I’m considering some data retention/display changes:

  1. ISSN: I don’t believe this is serving any purpose, especially since a journal can have more than one. Before DOAJ added unique URLs, it was one way of identifying a journal, but has never had any role in calculation or display. Unless I hear a good reason  not to, this will disappear from the master & shared datasets. [Some amplification: Every DOAJ/URL in the spreadsheet points directly to the DOAJ page with one or both ISSNs for the journal, so there’s no loss of access whatsoever. And just looking at the Figshare data, you can’t tell whether it’s the “right” ISSN.]
  2. Fc (Fee code): I’m inclined to drop this because, now that I’m starting from DOAJ fee numbers, it’s not very useful or reliable. I’m not sure it ever was very useful.
  3. Count code: This has never appeared on Figshare, and was used for the first time this year to track where I was getting article counts for each journal. It’s interesting in a vague summary way (and has been in the weekly reports), but nothing more. I may or may not use it again in future GOAs, if any, but see no reason to add it to the shared spreadsheet.

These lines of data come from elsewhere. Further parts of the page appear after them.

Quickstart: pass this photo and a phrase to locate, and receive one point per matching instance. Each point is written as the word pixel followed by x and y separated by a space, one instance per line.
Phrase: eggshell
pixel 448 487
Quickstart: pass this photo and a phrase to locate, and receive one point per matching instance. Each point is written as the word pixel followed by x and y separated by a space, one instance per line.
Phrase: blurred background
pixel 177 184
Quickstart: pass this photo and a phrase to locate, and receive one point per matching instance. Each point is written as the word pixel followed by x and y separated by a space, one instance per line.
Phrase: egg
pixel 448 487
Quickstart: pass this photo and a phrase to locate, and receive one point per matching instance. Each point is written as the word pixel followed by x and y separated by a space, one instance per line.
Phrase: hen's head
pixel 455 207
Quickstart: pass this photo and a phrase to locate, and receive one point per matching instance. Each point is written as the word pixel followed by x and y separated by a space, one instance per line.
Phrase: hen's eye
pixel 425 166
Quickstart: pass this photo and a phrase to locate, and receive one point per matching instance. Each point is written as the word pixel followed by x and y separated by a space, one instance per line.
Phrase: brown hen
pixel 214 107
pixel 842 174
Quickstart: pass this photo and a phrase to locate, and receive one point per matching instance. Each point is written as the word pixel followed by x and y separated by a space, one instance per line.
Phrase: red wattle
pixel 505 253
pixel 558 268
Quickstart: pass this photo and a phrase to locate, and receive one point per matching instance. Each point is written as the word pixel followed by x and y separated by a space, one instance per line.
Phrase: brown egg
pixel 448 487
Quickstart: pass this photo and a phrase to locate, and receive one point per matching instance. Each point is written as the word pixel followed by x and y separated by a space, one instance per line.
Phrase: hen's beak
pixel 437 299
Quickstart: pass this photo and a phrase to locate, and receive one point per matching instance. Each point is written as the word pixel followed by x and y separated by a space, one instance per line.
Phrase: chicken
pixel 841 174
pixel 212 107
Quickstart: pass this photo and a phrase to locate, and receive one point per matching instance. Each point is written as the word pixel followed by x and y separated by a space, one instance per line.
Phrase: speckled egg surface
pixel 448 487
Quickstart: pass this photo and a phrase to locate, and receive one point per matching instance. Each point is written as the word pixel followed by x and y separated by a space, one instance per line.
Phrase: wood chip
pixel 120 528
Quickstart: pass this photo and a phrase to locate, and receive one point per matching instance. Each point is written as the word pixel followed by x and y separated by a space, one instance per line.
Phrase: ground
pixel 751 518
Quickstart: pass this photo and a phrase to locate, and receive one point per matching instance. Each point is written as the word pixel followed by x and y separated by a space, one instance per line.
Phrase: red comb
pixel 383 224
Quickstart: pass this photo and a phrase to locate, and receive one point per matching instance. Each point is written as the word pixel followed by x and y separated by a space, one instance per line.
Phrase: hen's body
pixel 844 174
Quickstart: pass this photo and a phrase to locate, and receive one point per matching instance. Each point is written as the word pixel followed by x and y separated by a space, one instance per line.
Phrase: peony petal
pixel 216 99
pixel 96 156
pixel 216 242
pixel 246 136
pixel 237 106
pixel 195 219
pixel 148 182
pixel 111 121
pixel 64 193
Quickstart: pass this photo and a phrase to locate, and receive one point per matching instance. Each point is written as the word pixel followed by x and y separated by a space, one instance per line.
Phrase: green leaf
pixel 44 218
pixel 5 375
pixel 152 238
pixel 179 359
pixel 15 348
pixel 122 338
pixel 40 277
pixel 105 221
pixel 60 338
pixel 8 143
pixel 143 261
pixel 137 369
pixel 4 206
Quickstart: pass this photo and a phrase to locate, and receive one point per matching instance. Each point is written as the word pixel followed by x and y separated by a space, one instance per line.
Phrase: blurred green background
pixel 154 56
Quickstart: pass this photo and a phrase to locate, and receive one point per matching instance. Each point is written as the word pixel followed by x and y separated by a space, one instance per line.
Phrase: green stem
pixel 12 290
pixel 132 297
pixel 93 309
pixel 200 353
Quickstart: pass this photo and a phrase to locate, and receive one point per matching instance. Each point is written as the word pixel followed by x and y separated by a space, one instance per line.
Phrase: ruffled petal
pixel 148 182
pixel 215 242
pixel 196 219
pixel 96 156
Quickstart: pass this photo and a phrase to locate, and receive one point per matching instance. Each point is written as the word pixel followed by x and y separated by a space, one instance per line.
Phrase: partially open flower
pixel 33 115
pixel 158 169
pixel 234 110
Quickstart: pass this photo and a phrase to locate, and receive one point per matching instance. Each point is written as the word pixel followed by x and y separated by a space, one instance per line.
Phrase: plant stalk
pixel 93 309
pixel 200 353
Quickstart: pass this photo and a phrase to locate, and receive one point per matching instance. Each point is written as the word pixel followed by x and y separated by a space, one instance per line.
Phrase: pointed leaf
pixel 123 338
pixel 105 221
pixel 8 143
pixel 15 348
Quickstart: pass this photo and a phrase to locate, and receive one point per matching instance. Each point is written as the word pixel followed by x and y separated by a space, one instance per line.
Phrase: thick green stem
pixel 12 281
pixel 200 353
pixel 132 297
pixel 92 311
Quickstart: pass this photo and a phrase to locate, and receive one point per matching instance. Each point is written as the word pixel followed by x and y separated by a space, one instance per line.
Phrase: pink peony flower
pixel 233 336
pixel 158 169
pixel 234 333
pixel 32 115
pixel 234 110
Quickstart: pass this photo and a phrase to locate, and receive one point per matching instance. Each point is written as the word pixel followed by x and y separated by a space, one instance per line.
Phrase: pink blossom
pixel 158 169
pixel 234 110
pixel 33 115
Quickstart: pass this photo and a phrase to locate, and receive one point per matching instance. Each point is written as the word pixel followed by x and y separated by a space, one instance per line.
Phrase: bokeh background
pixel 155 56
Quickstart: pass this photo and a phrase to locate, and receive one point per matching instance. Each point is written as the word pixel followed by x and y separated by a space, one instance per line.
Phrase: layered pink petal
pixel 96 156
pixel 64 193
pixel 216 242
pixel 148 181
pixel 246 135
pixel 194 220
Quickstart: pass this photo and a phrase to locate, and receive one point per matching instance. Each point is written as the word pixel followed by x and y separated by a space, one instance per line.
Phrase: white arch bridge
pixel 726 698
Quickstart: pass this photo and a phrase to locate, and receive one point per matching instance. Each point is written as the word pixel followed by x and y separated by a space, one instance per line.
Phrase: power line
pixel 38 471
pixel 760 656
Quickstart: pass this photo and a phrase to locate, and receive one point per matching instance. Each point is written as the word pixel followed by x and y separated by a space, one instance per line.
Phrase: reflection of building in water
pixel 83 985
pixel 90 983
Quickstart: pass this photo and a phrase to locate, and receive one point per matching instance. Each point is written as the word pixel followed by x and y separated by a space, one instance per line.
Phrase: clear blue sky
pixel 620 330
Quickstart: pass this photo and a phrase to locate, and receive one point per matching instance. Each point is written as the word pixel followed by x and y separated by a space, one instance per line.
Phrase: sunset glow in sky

That’s it. You know where to comment. If there are any comments I’ll look at them–but I’m not holding my breath.

Meanwhile, the P2 scan has yielded 398 journals that can be fully used and 515 exclusions, including xx2 and xm2 exclusions, with 735 more problematic journals to go and 864 journals that might have picked up more articles. Depending on how that goes, I might do a very fast rescan of the 417 xm2/xx2 journals. Still hoping to finish the prep work and start (but not finish) the book in May 2023. With luck.

GOA8: Week 16

Saturday, April 22nd, 2023

Between the first pass and the second/final pass comes consistency checking, which can take an hour or two to a day or four. That’s still going on, but may be done soon. Meanwhile…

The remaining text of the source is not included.